I'll throw in another vote for G. pulchripes. Good looking spiders with a pretty calm disposition.

Reactions: Like 1 | Agree 2


----------



## basin79 (Nov 16, 2016)

B.Smithi. Buy a female juvenile or adult and be confident that it will be one of the best decisions you make in life. They're hardy, long lived and stunning.

Reactions: Like 2 | Agree 1


----------



## Haemus (Nov 16, 2016)

+1 to the G. pulchripes. I have two, and both are very calm and slow. They're voracious eaters compared to my B. smithi or G. pulchra however, so they're quite fast and not so calm in that sense lol


----------



## mistertim (Nov 16, 2016)

My E. sp red is easily my most calm spider. My B. smithi is pretty calm but can be temperamental and moody at times. Another that's actually quite calm in general is my P. sazimai though she she was very skittish when she was younger and I first got her. That's one thing to remember.....temperaments can change not only from spider to spider but from molt to molt.

Reactions: Agree 1


----------



## Oreo (Nov 16, 2016)

I think most dwarf species are a good choice since their size makes them easier to manage. If that's what you're thinking when you say slow/docile.

Otherwise, G. pulchripes is generally a safe choice.


----------



## viper69 (Nov 16, 2016)

Luke092601 said:


> but I've heard stories of some letting them be held and nice and all..


You have been severely misinformed. People who do the above w/P. metallica and other similar species are not smart at all, some words that are often used to describe these people: idiots, morons, careless, wreckless and a myriad of other accurate, negative terminology by people who are responsible owners that know a bite from these species can put you in the E.R. of a hospital.

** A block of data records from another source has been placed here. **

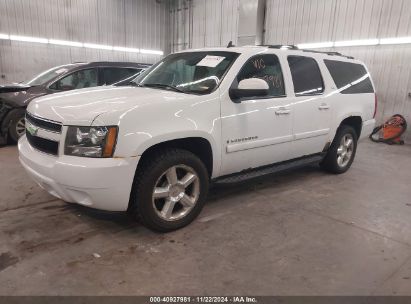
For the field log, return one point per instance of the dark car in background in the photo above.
(15, 98)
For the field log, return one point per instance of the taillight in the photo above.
(375, 106)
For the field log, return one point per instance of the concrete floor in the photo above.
(303, 232)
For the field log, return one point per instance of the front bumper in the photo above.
(103, 183)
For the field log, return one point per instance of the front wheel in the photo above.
(17, 124)
(169, 190)
(341, 154)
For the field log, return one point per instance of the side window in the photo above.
(77, 80)
(306, 75)
(350, 78)
(112, 75)
(268, 68)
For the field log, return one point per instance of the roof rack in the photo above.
(280, 46)
(328, 53)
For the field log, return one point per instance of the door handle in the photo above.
(283, 111)
(323, 106)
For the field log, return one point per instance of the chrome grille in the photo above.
(44, 123)
(43, 134)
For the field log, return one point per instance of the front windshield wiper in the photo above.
(161, 85)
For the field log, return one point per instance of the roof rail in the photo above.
(280, 46)
(328, 53)
(230, 44)
(294, 47)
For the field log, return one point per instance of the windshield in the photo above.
(47, 76)
(188, 72)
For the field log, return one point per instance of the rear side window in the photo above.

If you want a pet that you can hold, cuddle etc, get a mammal. Ts derive no benefit from being held. They live a solitary life in the wild.

If you want a relatively docile T to observe get a G. pulchripes or a E. sp. Red (below).














E. sp. Red, Adult Female eating 2 of 2.



__ viper69
__ Aug 29, 2016


















E. sp. Red, Adult Female- Recent Molt



__ viper69
__ Aug 29, 2016
__ 1
__
chilensis
euathlus sp. "red"
female
homoeomma
homoeomma chilensis



















AF  E. sp. Red, Post-Molt



__ viper69
__ Aug 29, 2016

Reactions: Like 1 | Agree 8


----------



## Luke092601 (Nov 17, 2016)

viper69 said:


> You have been severely misinformed. People who do the above w/P. metallica and other similar species are not smart at all, some words that are often used to describe these people: idiots, morons, careless, wreckless and a myriad of other accurate, negative terminology by people who are responsible owners that know a bite from these species can put you in the E.R. of a hospital.
> 
> If you want a pet that you can hold, cuddle etc, get a mammal. Ts derive no benefit from being held. They live a solitary life in the wild.
> 
> ...


Well it's not me wanting to hold them, it's more I don't want them to be so fast they run out when I get the lid off or put food near them or try and fix their cage. I am not too interested in holding them I just want some that are calm

Reactions: Like 2


----------



## viper69 (Nov 17, 2016)

Luke092601 said:


> Well it's not me wanting to hold them, it's more I don't want them to be so fast they run out when I get the lid off or put food near them or try and fix their cage. I am not too interested in holding them I just want some that are calm



I thought it was for holding actually, because I see you own a GBB. As I've owned many GBBs that's certainly a species that fits your above description in the quote.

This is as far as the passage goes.